By Jacki Michaels, for the Redoubt Reporter
It’s a family tradition to listen to audiobooks during family road trips. Still, after many hours of intellectual enrichment and family bonding on a recent trip we found ourselves in desperate need of a little more distraction before we arrived at our destination.
“I have an idea!” I declared.
I could see my hubby cringe. He has learned from experience not to say, “Oh, no!” when I announce that I have an idea. Still, the cringe says it loud and clear.
Nevertheless, I proceeded, “Since we’re going hunting, let’s practice our moose calls!”
His mouth said nothing. His eyes said, “Oh, yay!” in a mocking tone.
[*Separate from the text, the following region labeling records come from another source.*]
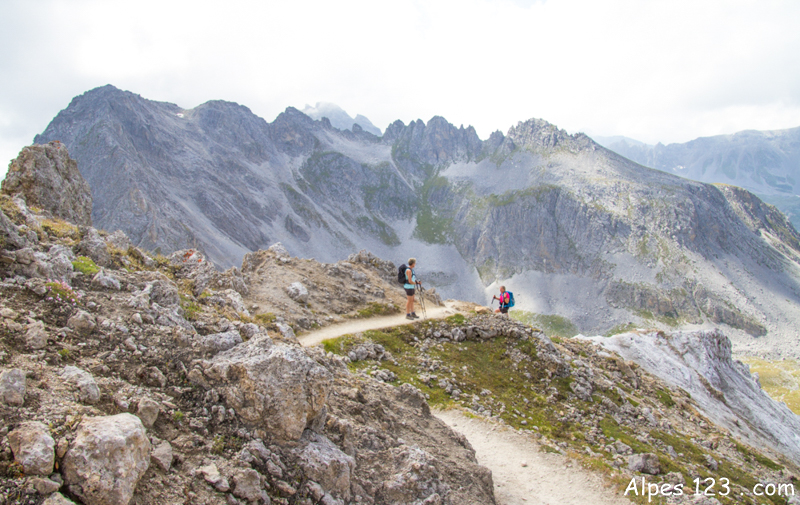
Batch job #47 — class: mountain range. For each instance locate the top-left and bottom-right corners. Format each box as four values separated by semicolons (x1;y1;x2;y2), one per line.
594;132;800;228
28;86;800;355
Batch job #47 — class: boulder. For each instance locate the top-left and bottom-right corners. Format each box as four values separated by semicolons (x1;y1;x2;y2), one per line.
150;440;174;472
67;310;97;335
25;321;47;351
92;268;122;291
197;463;231;493
75;228;112;267
204;335;333;440
61;365;100;404
136;398;161;428
628;452;661;475
298;435;356;500
62;414;151;505
285;282;308;303
8;421;56;475
195;330;242;354
0;368;26;407
233;468;269;503
42;493;75;505
2;141;92;226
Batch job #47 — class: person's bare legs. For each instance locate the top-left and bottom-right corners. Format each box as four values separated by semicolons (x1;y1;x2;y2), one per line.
406;295;414;314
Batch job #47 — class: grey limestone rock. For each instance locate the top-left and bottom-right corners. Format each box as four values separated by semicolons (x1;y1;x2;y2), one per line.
286;282;308;303
136;398;161;428
2;141;92;226
67;310;97;335
150;440;175;472
92;268;122;291
63;414;151;505
204;335;332;440
0;368;26;407
8;421;56;475
233;468;268;503
42;493;75;505
194;330;242;354
61;365;100;404
628;453;661;475
25;321;47;350
298;435;356;500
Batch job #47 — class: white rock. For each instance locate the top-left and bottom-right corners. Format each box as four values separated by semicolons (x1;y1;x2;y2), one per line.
286;282;308;303
25;321;47;350
150;440;174;472
67;310;97;335
61;365;100;404
8;421;56;475
42;493;75;505
136;398;161;428
204;335;333;440
0;368;26;407
233;468;262;502
298;435;356;500
92;268;122;291
194;330;242;354
197;463;231;493
63;414;151;505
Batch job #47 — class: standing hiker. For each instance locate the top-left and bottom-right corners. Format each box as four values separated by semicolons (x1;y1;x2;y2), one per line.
492;286;514;314
397;258;422;319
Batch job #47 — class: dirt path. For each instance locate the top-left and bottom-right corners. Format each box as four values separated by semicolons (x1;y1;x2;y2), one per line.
434;410;630;505
297;303;458;347
298;304;630;505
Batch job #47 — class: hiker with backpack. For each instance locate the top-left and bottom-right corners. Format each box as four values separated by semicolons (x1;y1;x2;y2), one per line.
492;286;514;314
397;258;422;320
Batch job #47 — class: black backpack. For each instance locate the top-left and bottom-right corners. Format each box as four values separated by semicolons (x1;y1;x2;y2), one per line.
397;263;408;284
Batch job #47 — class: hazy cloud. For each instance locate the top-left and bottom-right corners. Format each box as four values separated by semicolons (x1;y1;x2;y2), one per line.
0;0;800;177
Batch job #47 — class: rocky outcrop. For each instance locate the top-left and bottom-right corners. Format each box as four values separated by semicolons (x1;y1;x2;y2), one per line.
8;421;56;475
592;330;800;462
31;86;800;352
63;414;151;505
2;140;92;226
198;336;331;440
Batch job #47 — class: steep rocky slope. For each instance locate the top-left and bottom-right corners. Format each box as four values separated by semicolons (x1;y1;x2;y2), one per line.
0;147;494;505
598;128;800;228
29;86;800;355
0;142;798;505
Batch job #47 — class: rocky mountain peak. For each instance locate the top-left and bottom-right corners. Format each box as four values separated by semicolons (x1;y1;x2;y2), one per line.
2;141;92;226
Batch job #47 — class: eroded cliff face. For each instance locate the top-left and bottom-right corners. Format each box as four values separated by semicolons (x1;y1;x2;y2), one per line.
32;86;800;352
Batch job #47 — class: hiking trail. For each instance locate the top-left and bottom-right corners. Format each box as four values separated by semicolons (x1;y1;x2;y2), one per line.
298;300;630;505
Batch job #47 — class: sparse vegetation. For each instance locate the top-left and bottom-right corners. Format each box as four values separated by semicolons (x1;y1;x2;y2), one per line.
72;256;100;275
Sarcasm speaks louder than words.
Catching his father’s attitude, I could feel our teenager’s eyes roll into the back of his head, even though he was in the back seat. An audible groan filled the cab.
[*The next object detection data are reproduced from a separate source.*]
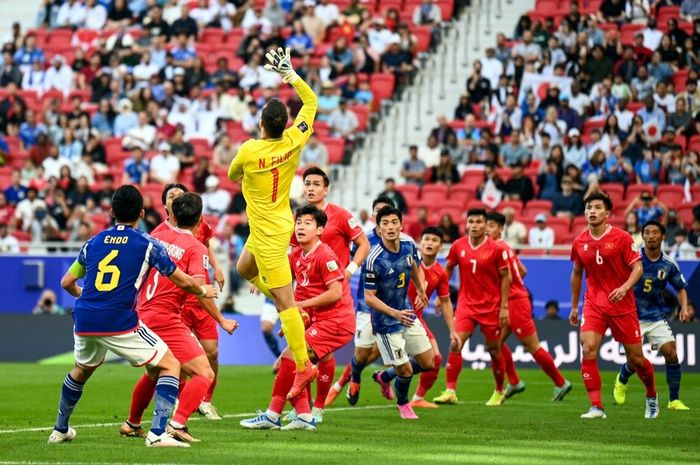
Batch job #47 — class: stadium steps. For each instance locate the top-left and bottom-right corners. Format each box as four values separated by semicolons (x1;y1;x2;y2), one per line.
330;0;535;215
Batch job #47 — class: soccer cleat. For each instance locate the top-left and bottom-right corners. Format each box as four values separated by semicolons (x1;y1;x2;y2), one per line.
197;402;222;420
644;396;659;420
165;422;202;442
409;399;438;408
239;410;282;429
345;381;360;405
49;427;76;444
486;391;506;407
146;431;190;447
503;381;525;399
666;399;690;410
119;421;148;438
552;379;572;400
372;371;394;400
613;373;627;405
581;407;608;420
311;407;323;423
433;389;457;404
397;402;418;420
287;362;318;400
282;417;316;431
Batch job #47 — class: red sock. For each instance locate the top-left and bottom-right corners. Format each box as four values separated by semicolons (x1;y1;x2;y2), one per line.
416;354;442;397
445;352;462;390
491;353;506;392
637;358;656;397
314;356;335;408
501;344;520;386
268;357;302;413
581;358;603;410
173;375;211;425
532;347;564;387
127;374;156;425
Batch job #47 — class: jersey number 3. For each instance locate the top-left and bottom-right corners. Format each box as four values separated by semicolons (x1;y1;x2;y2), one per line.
95;250;121;292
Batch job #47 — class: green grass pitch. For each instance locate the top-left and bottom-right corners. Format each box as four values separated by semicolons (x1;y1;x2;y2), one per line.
0;364;700;465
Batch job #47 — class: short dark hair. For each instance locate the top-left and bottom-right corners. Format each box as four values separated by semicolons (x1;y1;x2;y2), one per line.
260;98;289;139
296;205;328;227
377;205;403;224
112;185;143;223
642;220;666;236
420;226;444;241
583;192;612;212
160;182;190;206
372;195;396;210
173;192;202;228
467;208;487;219
301;166;331;187
486;212;506;226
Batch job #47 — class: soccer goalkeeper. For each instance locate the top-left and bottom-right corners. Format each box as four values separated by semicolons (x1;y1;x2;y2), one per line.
228;48;318;399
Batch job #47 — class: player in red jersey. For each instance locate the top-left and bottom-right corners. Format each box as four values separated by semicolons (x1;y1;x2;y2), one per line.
286;166;370;423
569;193;659;418
486;212;571;400
433;208;511;406
151;184;224;420
241;205;355;431
120;193;238;442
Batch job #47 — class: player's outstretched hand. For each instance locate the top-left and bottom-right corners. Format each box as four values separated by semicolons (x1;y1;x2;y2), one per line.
265;47;299;84
219;318;238;334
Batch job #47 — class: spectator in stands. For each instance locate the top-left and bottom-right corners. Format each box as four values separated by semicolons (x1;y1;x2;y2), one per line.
122;147;150;186
299;133;328;172
401;145;426;186
149;142;180;184
528;213;554;249
552;176;583;218
379;177;408;214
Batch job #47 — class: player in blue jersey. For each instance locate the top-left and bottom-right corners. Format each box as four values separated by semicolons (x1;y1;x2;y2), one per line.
362;206;434;420
613;221;690;410
49;186;217;447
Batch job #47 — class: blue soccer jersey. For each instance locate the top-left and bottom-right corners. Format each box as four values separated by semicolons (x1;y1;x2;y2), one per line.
362;237;421;334
634;247;688;321
71;224;177;336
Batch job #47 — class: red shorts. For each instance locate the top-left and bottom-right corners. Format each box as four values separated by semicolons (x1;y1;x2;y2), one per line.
581;304;642;344
144;321;206;365
305;315;355;360
508;297;537;339
181;305;219;341
455;311;501;341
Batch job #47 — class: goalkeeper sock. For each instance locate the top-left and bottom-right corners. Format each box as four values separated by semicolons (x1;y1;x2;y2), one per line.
280;307;309;371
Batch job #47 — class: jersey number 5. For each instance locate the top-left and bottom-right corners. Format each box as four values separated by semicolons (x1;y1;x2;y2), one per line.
95;250;121;292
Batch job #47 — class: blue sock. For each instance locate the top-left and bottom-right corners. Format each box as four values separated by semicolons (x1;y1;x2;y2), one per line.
263;331;281;357
151;375;180;436
54;373;85;433
350;355;366;383
394;376;413;405
666;363;681;401
620;363;635;384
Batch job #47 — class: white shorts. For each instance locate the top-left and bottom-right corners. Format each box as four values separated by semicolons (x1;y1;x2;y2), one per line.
73;322;168;367
355;312;377;349
375;319;433;366
260;300;280;326
639;320;676;350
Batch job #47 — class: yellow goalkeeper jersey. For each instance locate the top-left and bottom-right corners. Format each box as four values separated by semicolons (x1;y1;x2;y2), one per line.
228;78;318;237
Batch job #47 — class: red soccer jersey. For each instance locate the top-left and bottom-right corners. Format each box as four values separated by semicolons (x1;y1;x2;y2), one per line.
408;262;450;317
290;203;364;270
138;227;209;327
447;236;510;315
289;241;355;324
571;225;641;315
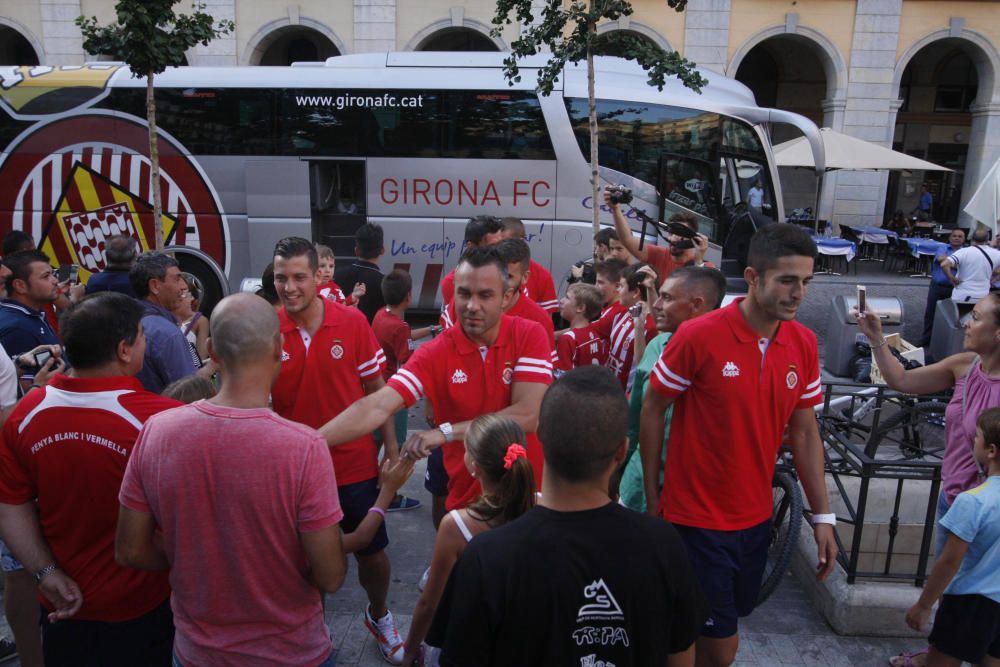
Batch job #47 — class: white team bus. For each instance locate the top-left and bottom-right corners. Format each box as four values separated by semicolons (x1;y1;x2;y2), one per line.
0;52;823;309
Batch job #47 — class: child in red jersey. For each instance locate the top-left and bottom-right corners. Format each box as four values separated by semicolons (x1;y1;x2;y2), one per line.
593;259;632;389
555;283;608;375
372;268;437;512
316;243;365;308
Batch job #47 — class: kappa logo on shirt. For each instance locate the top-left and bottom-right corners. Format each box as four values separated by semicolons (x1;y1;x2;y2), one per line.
785;371;799;389
576;579;625;621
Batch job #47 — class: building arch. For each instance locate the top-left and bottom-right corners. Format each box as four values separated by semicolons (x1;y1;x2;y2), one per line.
726;24;847;101
597;19;674;53
403;16;510;51
239;16;348;65
0;16;45;65
887;27;1000;227
892;28;1000;105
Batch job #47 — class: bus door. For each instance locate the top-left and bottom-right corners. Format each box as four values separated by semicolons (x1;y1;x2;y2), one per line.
309;159;367;258
657;153;720;243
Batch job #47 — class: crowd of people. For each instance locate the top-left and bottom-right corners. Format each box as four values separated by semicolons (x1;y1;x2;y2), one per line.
0;187;1000;667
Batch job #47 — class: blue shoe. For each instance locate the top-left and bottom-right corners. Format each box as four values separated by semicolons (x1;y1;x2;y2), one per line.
389;493;420;512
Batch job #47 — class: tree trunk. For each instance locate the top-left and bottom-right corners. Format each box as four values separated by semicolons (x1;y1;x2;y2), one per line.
146;72;163;250
587;23;592;240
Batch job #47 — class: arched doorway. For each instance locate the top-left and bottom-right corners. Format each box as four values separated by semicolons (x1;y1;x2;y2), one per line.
594;30;663;58
0;25;38;65
729;33;843;217
415;28;500;51
885;38;990;225
250;25;340;66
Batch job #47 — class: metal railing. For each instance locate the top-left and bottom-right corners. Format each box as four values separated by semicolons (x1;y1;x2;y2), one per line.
816;382;950;586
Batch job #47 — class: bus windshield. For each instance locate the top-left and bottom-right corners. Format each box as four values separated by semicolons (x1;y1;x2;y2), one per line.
566;98;776;242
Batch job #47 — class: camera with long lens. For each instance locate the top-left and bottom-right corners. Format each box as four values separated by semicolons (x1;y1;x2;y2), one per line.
606;184;632;205
667;222;697;250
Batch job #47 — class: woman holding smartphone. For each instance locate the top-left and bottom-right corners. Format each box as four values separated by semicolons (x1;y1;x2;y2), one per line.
858;292;1000;667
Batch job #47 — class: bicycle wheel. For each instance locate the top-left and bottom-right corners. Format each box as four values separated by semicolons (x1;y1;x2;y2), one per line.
757;471;802;607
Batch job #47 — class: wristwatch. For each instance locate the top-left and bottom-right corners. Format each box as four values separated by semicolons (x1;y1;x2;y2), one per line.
438;422;455;442
35;563;59;583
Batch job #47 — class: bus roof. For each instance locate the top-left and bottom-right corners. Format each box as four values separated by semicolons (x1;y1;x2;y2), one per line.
103;51;756;110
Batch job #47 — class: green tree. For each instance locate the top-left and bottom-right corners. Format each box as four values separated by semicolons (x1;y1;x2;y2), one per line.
76;0;235;250
492;0;708;234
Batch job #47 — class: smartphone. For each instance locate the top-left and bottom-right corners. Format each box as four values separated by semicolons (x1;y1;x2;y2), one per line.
33;350;52;368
“Is that a boy bull call, Patrick?” I asked.
From there a serious discussion on the finer points of speech and moose calling ensued.
“Boy moose,” it was explained, is definitely a grammatical no-no.
In a most masculine move my man posed his hands in prayer position, pinched his nose with his pointer fingers, flared his hands into a shout position, took a deep breath and made a sound that could only be roughly compared to a constipated water buffalo.
“Whoa,” I said. “Good thing you used a duck call when you were courting me!”
“Seriously, Mom, he did that?” my son was incredulous.
“I married him, didn’t I?” I said. Then I rolled my eyes. Being guys, they did not catch my sarcasm.
More groaning from the back.
After hearing that women and kids are often better at calling (mostly because we apparently are more willing to be openly silly and foolish in giving it a good try) I decided that it was my turn. Besides, the guys had resorted to the standard fart contest out of boredom. Making matters worse, we had recently stooped to eat fast food, so I was desperate to distract them with a new game.
I assumed the call position, drew in my breath and gave it a try, remembering to sweep my head left to right and add emphasis at the end.
“Aaaaa oooo uuuuuuuuuuh-ugH!”
Translated, “Oh, please! There’s got to be a real manly man moose out there somewhere! All I see are wimpy punks and I’m sooo annoyed!”
“Pretty good,” was hubby’s assessment.
I tried again, several times. Instead of getting better I started trying too hard. As a result each call was worse than the one before. What started as sounding like a dramatic dying cat wailing with a speech impediment regressed into something so disturbing that it could have been marketed to get teenaged boys out of bed in the morning.
I know this because on my next attempt of verbal feminine mooseishness Patrick jerked awake from his little catnap and asked, wide eyed, “What happened?”
This game was altogether too much fun to quit. I kept on practicing, each time getting unbelievably worse. I embarrassed myself but that paled in comparison to the quality of my guys’ annoyance.
Then it happened.
They got me back. But good.
I’m still airing out the truck.
“Aaaaa oooo uuuuuuuuuuh-ugH!”
Grounds for staying married:
- Being the kind of wife who packs meat out — over hills in the snow for miles.
- Being the kind of husband who plans every trip down to the last little details, including disposable hand warmers and a can of Lysol in the truck.
- Learning to work as a team to annoy and embarrass our kids.
Jacki Michels is a freelance writer who lives (and loves) in Soldotna.